Learn About Hadoop-based Data Lakes

Oracle Big Data Service provides a Hadoop stack that includes Apache Ambari, Apache Hadoop, Apache HBase, Apache Hive, Apache Spark, and other services for working with and securing big data.

Big Data Service makes it simple for enterprises to move workloads to the cloud and ensures compatibility with on-premises solutions. It enables moving data into Object Storage to save on costs and to decouple compute resources from storage. You can access BDS using the OCI Console, OCI CLI, REST APIs, or SDKs. You get full access to customize what is deployed on your BDS clusters.

Oracle Cloud SQL is an available add-on service that enables you to initiate Oracle SQL queries on data in HDFS, Kafka, and Object Storage. Any user, application, or analytics tool can work with data stores to minimize data movement and speed up queries. BDS operates with Data Integration, Data Science, and other analysis services. Developers can access data using Oracle SQL. Enterprises can eliminate data silos and ensure that data lakes are not isolated from other corporate data sources.

About Data Lakehouse

The Oracle Lakehouse pattern combines the best elements from data warehouses and data lakes. It provides an integrated platform of multiple Oracle cloud services working together with easy movement of data, unified governance, and offers the ability to use the best open source and commercial tools based on your use cases and preferences.

Description of data-lake-house.png follows

Description of the illustration data-lake-house.png

Key elements of Oracle Lakehouse pattern include

Integration of data warehouse and data lake patterns.
Elimination of data silos – easy movement of data between warehouse and lake as needed.
Unified metadata and governance.
Support for popular open source and commercial tools.
Support for a wide variety of data sources, data formats, and data types (structured, semi-structured, and unstructured)
Support for diverse data consumers and workloads including big data analytics, SQL and BI, data science, and machine learning across all industries.

Key services in the platform that are used in this playbook include:

Big Data

Oracle Big Data provides clusters with a Hadoop environment. Big Data simplifies the process of making Hadoop clusters both highly available and secure. Based on Oracle's best practices, Big Data implements high availability and security, and reduces the need for advanced Hadoop skills. Big Data offers the commonly used Hadoop components making it simple for enterprises to move workloads to the cloud and ensures compatibility with on-premises solutions.

Data Catalog

Oracle Cloud Infrastructure Data Catalog is a fully managed, self-service data discovery and governance solution for your enterprise data. Data Catalogs are essential to an organization's ability to search and find data to analyze. They help data professionals discover data and support data governance.

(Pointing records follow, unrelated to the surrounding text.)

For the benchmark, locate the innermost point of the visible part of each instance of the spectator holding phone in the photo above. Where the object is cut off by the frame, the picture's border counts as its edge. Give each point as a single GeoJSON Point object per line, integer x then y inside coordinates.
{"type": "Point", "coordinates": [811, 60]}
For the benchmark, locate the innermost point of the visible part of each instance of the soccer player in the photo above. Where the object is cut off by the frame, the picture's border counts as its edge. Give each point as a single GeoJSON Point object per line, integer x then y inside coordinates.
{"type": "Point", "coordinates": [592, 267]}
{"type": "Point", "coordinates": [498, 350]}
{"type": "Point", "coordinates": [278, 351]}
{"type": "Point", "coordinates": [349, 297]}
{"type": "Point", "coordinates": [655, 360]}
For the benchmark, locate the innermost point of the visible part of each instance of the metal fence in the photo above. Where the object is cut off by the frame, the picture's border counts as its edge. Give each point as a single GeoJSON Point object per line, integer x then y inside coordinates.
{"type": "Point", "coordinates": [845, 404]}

Use Data Catalog as a single collaborative environment to manage technical, business, and operational metadata. You can harvest technical metadata from a wide range of supported data sources that are accessible using public or private IP addresses. You can organize, find, access, understand, enrich, and activate this metadata. Utilize on-demand or schedule-based automatic harvesting to ensure the data catalog always has up-to-date information. You benefit from all of the security, reliability, performance, and scale of Oracle Cloud.

Data Flow

Oracle Cloud Infrastructure Data Flow is a fully managed service for running Apache Spark applications. Data Flow applications are reusable templates consisting of a Spark application, its dependencies, default parameters, and a default runtime resource specification. You can manage all aspects of Data Flow and the application development lifecycle, tracking and executing Apache Spark jobs using the REST APIs through the API Gateway and available functions.

Data Flow supports rapid application delivery by allowing developers to focus on their application development. It provides log management and a runtime environment to execute applications. You can integrate the applications and workflows and access APIs through the user interface. It eliminates the need for setting up infrastructure, cluster provisioning, software installation, storage, and security.

Autonomous Data Warehouse

Oracle Autonomous Data Warehouse is a self-driving, self-securing, self-repairing database service that is optimized for data warehousing workloads. You do not need to configure or manage any hardware or install any software. Oracle Cloud Infrastructure handles creating the database, as well as backing up, patching, upgrading, and tuning the database.

Data Integration

Oracle Cloud Infrastructure Data Integration is a fully managed, serverless cloud service to ingest and transform data for data science and analytics. Data Integration helps simplify your complex data extract, transform, and load processes (ETL/E-LT) into data lakes and warehouses for data science and analytics with Oracle’s Data Flow designer. It provides automated schema drift protection with rule-based integration flow which helps you avoid broken integration flows and reduce maintenance as data schemas evolve.

Data Science

Oracle Cloud Infrastructure Data Science is a fully managed and serverless platform for data scientists to build, train, deploy and manage machine learning models on Oracle Cloud Infrastructure. Data scientists can use Oracle's Accelerated Data Science (ADS) library enhanced by Oracle for Automated Machine Learning (AutoML), model evaluation, and model explanation.

Analytics

Oracle Analytics Cloud is a scalable and secure public cloud service that provides a full set of capabilities to explore and perform collaborative analytics for you, your workgroup, and your enterprise. With Oracle Analytics Cloud you also get flexible service management capabilities, including fast setup, easy scaling and patching, and automated lifecycle management.